Blue whales may be the premier draw this summer for Southern California marine mammal enthusiasts, but an unusually high abundance of Mola molas is adding a different kind of "wow" factor.
While blue whales are the planet's largest mammals, Mola molas, or ocean sunfish, are among the planet's weirdest-looking sea creatures: oval-shaped with truncated bodies, large eyes, small mouths and two long, oar-shaped fins.
To quote Milton S. Love's gargantuan book, titled "Certainly More Than You Want to Know About The Fishes of the Pacific Coast," the Mola mola is "a pelagic fish that has lost all semblance of dignity."
But judging from the reactions of boaters, the docile sunfish also are quite lovable.
The accompanying image was captured this week by Frank Brennan, a Dana Wharf Whale Watching employee, who used a GoPro camera mounted on a pole and plunged beneath the surface.
Dana Wharf Capt. Corey Hall said the sunfish are curious and will often swim toward boats if a pole or even a hand is placed in the water.
The presence of Mola molas off Southern California is not unusual, but the number of sightings off San Diego, Orange and Los Angeles counties is extraordinarily high, perhaps explained by an abundance of sea jellies and unprecedented numbers of small, gelatinous creatures called Salps.
Mola molas can measure nearly 14 feet and weigh up to 5,000 pounds. They feed primarily on sea jellies and other soft prey. They're found in tropical and temperate seas around the world.

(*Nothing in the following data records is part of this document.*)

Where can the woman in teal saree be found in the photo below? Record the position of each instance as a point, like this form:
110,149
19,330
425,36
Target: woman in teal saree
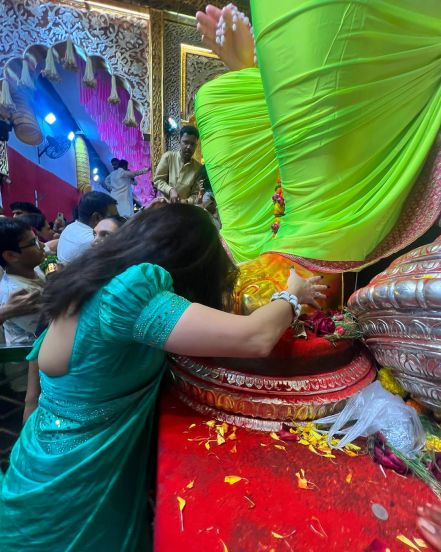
77,475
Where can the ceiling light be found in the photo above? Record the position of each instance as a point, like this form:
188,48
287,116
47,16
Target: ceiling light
50,118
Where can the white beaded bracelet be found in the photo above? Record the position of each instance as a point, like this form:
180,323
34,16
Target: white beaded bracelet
291,299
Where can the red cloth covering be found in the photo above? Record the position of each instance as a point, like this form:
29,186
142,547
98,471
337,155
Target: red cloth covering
55,194
216,512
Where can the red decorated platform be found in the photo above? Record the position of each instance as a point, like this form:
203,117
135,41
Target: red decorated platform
266,510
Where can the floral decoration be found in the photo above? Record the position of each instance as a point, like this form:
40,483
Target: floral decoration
333,326
279,206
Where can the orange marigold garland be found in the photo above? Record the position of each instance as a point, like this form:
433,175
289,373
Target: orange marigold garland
279,206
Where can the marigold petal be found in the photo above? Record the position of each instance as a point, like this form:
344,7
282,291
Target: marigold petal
181,503
232,479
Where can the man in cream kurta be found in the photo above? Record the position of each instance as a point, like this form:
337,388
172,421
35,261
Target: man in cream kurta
178,175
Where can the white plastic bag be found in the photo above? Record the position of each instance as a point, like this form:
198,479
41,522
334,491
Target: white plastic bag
374,409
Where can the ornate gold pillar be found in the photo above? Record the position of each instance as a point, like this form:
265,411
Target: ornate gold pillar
156,86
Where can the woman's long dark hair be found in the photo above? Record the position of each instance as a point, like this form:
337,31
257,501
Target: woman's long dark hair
180,238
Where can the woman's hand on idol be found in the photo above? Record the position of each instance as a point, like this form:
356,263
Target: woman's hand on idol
429,524
174,196
228,33
307,290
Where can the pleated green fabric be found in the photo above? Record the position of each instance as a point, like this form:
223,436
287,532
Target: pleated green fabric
353,96
238,150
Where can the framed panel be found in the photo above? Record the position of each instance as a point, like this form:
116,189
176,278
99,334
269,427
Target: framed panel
198,65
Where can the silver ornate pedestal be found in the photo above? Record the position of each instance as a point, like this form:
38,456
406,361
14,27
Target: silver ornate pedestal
400,314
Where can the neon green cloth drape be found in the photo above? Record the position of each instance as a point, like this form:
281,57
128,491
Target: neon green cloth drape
352,96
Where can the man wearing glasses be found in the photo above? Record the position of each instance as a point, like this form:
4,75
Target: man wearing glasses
20,256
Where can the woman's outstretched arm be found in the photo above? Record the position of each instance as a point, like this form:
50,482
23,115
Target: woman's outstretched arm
202,331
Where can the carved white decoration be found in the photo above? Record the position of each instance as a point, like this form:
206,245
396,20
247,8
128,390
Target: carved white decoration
122,41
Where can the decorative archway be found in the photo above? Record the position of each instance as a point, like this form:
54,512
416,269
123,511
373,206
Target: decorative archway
36,36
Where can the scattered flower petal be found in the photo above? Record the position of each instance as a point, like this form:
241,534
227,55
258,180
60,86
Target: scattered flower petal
407,542
250,502
317,527
182,502
232,479
301,480
288,434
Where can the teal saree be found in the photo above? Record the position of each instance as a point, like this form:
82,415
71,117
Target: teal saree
77,475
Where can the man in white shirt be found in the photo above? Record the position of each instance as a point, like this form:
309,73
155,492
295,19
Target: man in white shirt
20,255
78,236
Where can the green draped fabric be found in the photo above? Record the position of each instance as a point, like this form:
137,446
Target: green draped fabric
352,96
77,475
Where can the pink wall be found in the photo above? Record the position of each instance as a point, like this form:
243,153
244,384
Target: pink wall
54,194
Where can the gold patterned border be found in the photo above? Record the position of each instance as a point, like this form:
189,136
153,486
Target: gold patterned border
186,50
156,63
4,166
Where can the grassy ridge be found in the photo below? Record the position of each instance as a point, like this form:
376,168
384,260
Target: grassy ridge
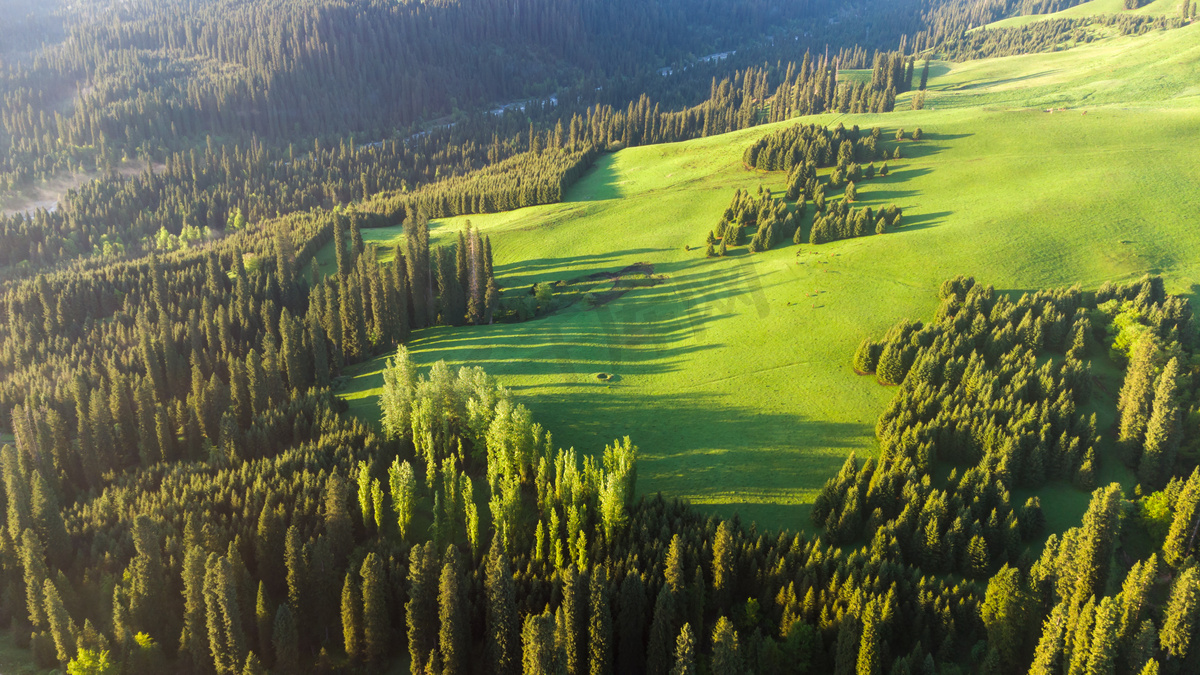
1155,70
733,376
1153,9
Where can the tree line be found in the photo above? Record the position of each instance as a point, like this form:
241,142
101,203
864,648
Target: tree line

Said Dave Anderson of Captain Dave's Dolphin & Whale Safari in Dana Point: "We are seeing both young and full-grown mola's on nearly every trip, and sometimes seeing 20 or 30 animals in a single trip, though often these are young ones.
"The mola sightings seem to have been improving along with blue whale, fin whale and minke whale sightings, and this has been one of if not the best years for sighting them."
Mola molas are not commercially fished but are caught regularly as incidental bycatch in drift gill-nets. Though they appear to be sluggish at the surface, they're surprisingly swift and agile in deeper water.
Love, a researcher at UC Santa Barbara, writes that surface basking by Mola molas "may be a way to warm up after making deep dives into colder waters."
Among their natural predators are marlin, sharks, orcas and California sea lions.